15 luglio 1799: La Stele di Rosetta

Uno degli effetti maggiori della Campagna d’Egitto di Napoleone Bonaparte fu l’aver fatto riscoprire al Vecchio Continente la millenaria storia e cultura degli Egizi. Al seguito della spedizione partirono 175 tra scienziati ed accademici a vario titolo che, parallelamente alle azioni militare, dovevano svolgere un lavoro di studio e catalogazione di quella antica civiltà. Fu in questo contesto che il capitano Pierre-François Bouchard, durante i lavori per la costruzione di un forte, ritrovò nella città portuale di Rosetta (l’odierna Rashid), sul delta del Nilo, una stele di basalto.

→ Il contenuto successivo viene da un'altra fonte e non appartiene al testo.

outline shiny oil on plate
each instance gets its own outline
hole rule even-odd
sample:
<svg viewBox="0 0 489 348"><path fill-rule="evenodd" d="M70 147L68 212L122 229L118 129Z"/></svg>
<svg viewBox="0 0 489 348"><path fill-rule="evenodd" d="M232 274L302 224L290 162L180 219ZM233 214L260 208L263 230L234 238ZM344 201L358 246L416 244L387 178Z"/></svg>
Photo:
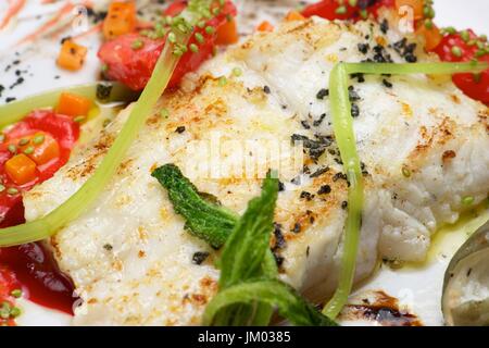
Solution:
<svg viewBox="0 0 489 348"><path fill-rule="evenodd" d="M108 2L110 1L95 3L98 7L104 7ZM138 7L151 5L150 2L141 0L137 1L137 4ZM240 11L241 34L251 33L263 20L277 22L287 11L303 3L293 0L235 2ZM83 15L84 8L77 3L80 1L54 1L42 4L41 0L28 0L20 15L7 28L0 30L0 85L5 87L0 96L0 104L8 98L22 99L51 88L93 82L99 77L100 64L97 60L97 49L100 39L97 34L83 35L89 25ZM3 17L7 7L8 1L0 1L0 18ZM67 13L65 18L57 21L57 24L42 35L42 38L27 44L21 42L63 9ZM439 26L473 28L478 34L489 34L487 21L489 1L487 0L436 0L435 9L436 23ZM60 40L63 37L77 35L82 35L77 41L88 47L86 63L76 73L62 71L55 65ZM15 85L18 77L23 80ZM10 88L11 86L14 87ZM400 266L379 262L378 271L356 286L351 297L352 303L362 304L366 301L378 300L375 297L380 294L396 302L396 311L399 313L388 312L388 314L400 314L409 319L402 324L442 325L440 298L444 270L454 251L467 238L467 233L484 224L488 217L487 209L482 209L472 212L462 223L443 227L435 236L428 260L423 264ZM467 225L466 221L471 221L471 224ZM20 325L70 325L71 323L71 316L47 310L27 300L21 300L18 306L23 310L23 314L17 320ZM380 325L373 320L384 315L378 311L369 311L366 316L371 320L365 320L365 315L355 315L351 308L342 315L342 324ZM412 318L415 321L410 322Z"/></svg>

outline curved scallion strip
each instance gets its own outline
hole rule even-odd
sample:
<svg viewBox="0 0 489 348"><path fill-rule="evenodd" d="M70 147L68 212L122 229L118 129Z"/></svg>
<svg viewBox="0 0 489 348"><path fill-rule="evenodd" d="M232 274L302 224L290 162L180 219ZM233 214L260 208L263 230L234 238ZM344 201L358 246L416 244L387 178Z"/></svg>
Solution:
<svg viewBox="0 0 489 348"><path fill-rule="evenodd" d="M335 319L348 301L355 273L360 227L363 210L363 179L360 158L351 117L351 103L348 94L349 74L456 74L479 73L488 69L487 63L339 63L329 77L330 108L335 138L347 172L348 217L344 228L343 253L338 287L324 307L323 313Z"/></svg>
<svg viewBox="0 0 489 348"><path fill-rule="evenodd" d="M239 283L220 291L205 308L203 325L211 325L218 312L229 306L249 304L256 299L261 303L277 307L279 314L293 325L337 326L333 320L302 299L292 287L272 279Z"/></svg>
<svg viewBox="0 0 489 348"><path fill-rule="evenodd" d="M190 33L183 35L181 41L186 44L189 36ZM72 197L45 217L0 229L0 247L45 239L78 217L97 199L151 114L154 104L166 88L178 60L179 55L173 53L173 45L167 41L148 85L93 175Z"/></svg>
<svg viewBox="0 0 489 348"><path fill-rule="evenodd" d="M343 254L338 288L323 310L323 313L331 319L335 319L343 308L353 284L363 208L362 170L356 152L348 82L346 64L337 64L329 76L329 100L335 138L350 187L348 188L348 217L344 227Z"/></svg>
<svg viewBox="0 0 489 348"><path fill-rule="evenodd" d="M64 87L0 107L0 128L21 121L35 109L54 108L62 92L72 92L101 102L133 101L138 94L120 83L99 82L79 86Z"/></svg>
<svg viewBox="0 0 489 348"><path fill-rule="evenodd" d="M485 62L468 63L343 63L347 74L429 74L451 75L457 73L480 73L489 67Z"/></svg>

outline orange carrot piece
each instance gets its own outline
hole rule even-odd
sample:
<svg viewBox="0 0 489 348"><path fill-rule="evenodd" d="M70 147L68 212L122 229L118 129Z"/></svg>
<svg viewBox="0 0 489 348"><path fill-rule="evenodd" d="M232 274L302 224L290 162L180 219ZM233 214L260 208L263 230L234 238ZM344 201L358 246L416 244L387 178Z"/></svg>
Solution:
<svg viewBox="0 0 489 348"><path fill-rule="evenodd" d="M22 8L25 5L25 0L17 0L13 4L9 7L7 10L5 16L0 23L0 30L9 25L10 21L13 16L15 16L18 12L21 12Z"/></svg>
<svg viewBox="0 0 489 348"><path fill-rule="evenodd" d="M414 20L423 18L424 0L396 0L396 9L409 7L413 11Z"/></svg>
<svg viewBox="0 0 489 348"><path fill-rule="evenodd" d="M136 5L134 2L114 1L103 21L103 36L113 39L136 29Z"/></svg>
<svg viewBox="0 0 489 348"><path fill-rule="evenodd" d="M236 25L235 18L227 21L224 25L222 25L217 33L217 37L215 42L217 45L233 45L238 42L238 26Z"/></svg>
<svg viewBox="0 0 489 348"><path fill-rule="evenodd" d="M37 165L42 165L60 157L60 145L57 139L47 133L36 133L33 139L39 136L43 137L42 142L37 145L34 144L34 152L28 154L28 157L36 162Z"/></svg>
<svg viewBox="0 0 489 348"><path fill-rule="evenodd" d="M86 116L91 108L91 100L78 95L62 92L57 111L67 116Z"/></svg>
<svg viewBox="0 0 489 348"><path fill-rule="evenodd" d="M64 40L57 63L60 67L77 71L84 65L86 55L86 47L77 45L72 40Z"/></svg>
<svg viewBox="0 0 489 348"><path fill-rule="evenodd" d="M263 21L258 27L256 30L259 32L273 32L274 26L268 21Z"/></svg>
<svg viewBox="0 0 489 348"><path fill-rule="evenodd" d="M418 24L415 34L425 37L425 49L427 51L435 49L443 38L440 29L435 24L427 28L423 22Z"/></svg>
<svg viewBox="0 0 489 348"><path fill-rule="evenodd" d="M289 13L287 13L285 20L287 22L303 21L305 20L305 17L298 11L290 11Z"/></svg>
<svg viewBox="0 0 489 348"><path fill-rule="evenodd" d="M36 178L36 163L24 153L15 154L5 162L5 172L16 185L24 185Z"/></svg>

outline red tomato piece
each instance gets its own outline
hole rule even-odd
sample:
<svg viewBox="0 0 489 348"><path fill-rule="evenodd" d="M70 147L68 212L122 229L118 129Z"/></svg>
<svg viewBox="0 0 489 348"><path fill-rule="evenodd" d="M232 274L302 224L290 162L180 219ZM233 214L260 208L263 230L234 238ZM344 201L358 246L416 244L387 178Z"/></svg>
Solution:
<svg viewBox="0 0 489 348"><path fill-rule="evenodd" d="M186 1L176 1L170 5L165 14L177 15L186 5ZM168 87L178 85L186 73L196 71L212 55L215 47L215 32L226 23L227 16L229 15L236 15L236 8L233 2L226 1L220 14L206 22L206 26L214 27L214 34L209 35L204 29L196 29L196 33L200 33L204 37L204 41L198 45L198 52L191 52L189 50L181 57L170 80ZM142 41L140 49L135 50L133 48L135 40ZM106 75L110 78L122 82L131 89L140 90L145 88L151 77L151 73L163 50L165 40L166 38L150 39L136 33L127 34L102 45L98 55L106 65ZM189 41L189 45L191 44L198 44L195 35Z"/></svg>
<svg viewBox="0 0 489 348"><path fill-rule="evenodd" d="M50 135L59 145L59 157L37 166L37 177L25 185L16 185L5 173L5 162L15 153L11 145L20 144L21 139L27 139L36 133L42 132ZM24 206L21 192L29 190L34 185L50 178L70 159L79 136L79 124L72 117L57 114L52 111L34 111L23 121L15 124L5 133L5 140L0 144L0 179L3 190L0 191L0 227L13 226L24 222ZM10 149L9 149L10 148ZM22 146L15 147L17 151ZM14 188L18 192L9 192L8 188Z"/></svg>
<svg viewBox="0 0 489 348"><path fill-rule="evenodd" d="M57 141L58 158L38 165L37 177L34 182L15 185L5 173L5 162L14 157L14 152L25 150L27 145L21 140L32 139L33 136L45 134L45 142ZM79 124L72 117L57 114L52 111L34 111L23 121L13 125L4 133L4 140L0 144L0 227L9 227L25 222L22 191L29 190L34 185L50 178L70 158L79 136ZM42 146L45 142L39 145ZM15 151L9 146L14 145ZM12 150L12 148L11 148ZM34 153L30 153L34 156ZM14 189L14 191L9 190ZM66 313L73 313L76 297L73 284L60 272L51 253L41 244L33 243L12 248L0 248L0 303L8 301L14 306L15 298L9 296L13 289L23 288L25 296L36 303L54 308ZM2 322L14 325L13 319Z"/></svg>
<svg viewBox="0 0 489 348"><path fill-rule="evenodd" d="M476 57L479 50L477 45L468 45L472 40L477 40L477 35L468 29L468 40L464 40L461 34L446 35L438 47L434 50L442 61L446 62L467 62L477 59L481 62L489 62L489 54ZM453 83L468 97L489 104L489 70L478 75L455 74Z"/></svg>

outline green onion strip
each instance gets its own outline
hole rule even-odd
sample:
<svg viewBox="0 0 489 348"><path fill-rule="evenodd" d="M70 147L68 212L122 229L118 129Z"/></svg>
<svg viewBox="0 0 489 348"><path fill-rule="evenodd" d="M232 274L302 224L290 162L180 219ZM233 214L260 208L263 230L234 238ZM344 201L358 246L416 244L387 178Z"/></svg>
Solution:
<svg viewBox="0 0 489 348"><path fill-rule="evenodd" d="M351 117L351 103L348 95L350 74L456 74L478 73L488 69L487 63L339 63L329 77L330 108L333 128L338 142L341 160L347 172L350 187L348 189L348 217L344 227L343 252L338 287L324 307L323 313L335 319L348 301L353 286L356 253L359 249L360 228L363 210L363 179L360 158Z"/></svg>
<svg viewBox="0 0 489 348"><path fill-rule="evenodd" d="M183 35L185 44L190 34ZM173 53L173 45L167 41L148 85L93 175L72 197L45 217L0 229L0 247L45 239L78 217L97 199L151 114L154 104L166 88L178 60L179 57Z"/></svg>

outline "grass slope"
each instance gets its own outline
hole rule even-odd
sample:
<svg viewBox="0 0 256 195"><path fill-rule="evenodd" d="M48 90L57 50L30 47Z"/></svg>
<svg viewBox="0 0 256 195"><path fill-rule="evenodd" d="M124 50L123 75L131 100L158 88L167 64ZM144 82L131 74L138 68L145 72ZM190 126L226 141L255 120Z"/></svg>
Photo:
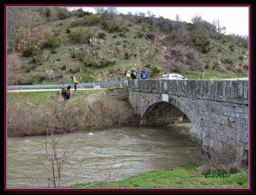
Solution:
<svg viewBox="0 0 256 195"><path fill-rule="evenodd" d="M111 182L100 182L88 188L229 188L248 187L248 170L231 174L229 178L206 178L200 173L197 165L179 167L169 170L154 170L136 175L128 179ZM77 184L70 187L81 188L98 182Z"/></svg>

Questa recava un’iscrizione redatta in tre scritture differenti, la prima in alto in geroglifico, la seconda in domotico (una semplificazione del geroglifico, oramai usato e conosciuto solo dai sacerdoti) e la terza in greco, che riportavano un editto del faraone Tolomeo V Epifane emesso nel 196 a.C.. Ben consci dell’importanza di quel ritrovamento i francesi cercarono di mantenerne il possesso anche dopo che, persa la guerra, l’Egitto tornò sotto controllo inglese, ma, scoperta la nave dove fu imbarcata segretamente, i britannici la inviarono al British Museum, dove è possibile ammirarla tuttora.

I francesi però ne fecero precedentemente delle copie, e lavorando su una di queste che l’egittologo Jean François Champollion, riuscì in parte a decifrare la lingua degli egizi, fino ad allora incomprensibile. Un lavoro perfezionato successivamente da altri esperti.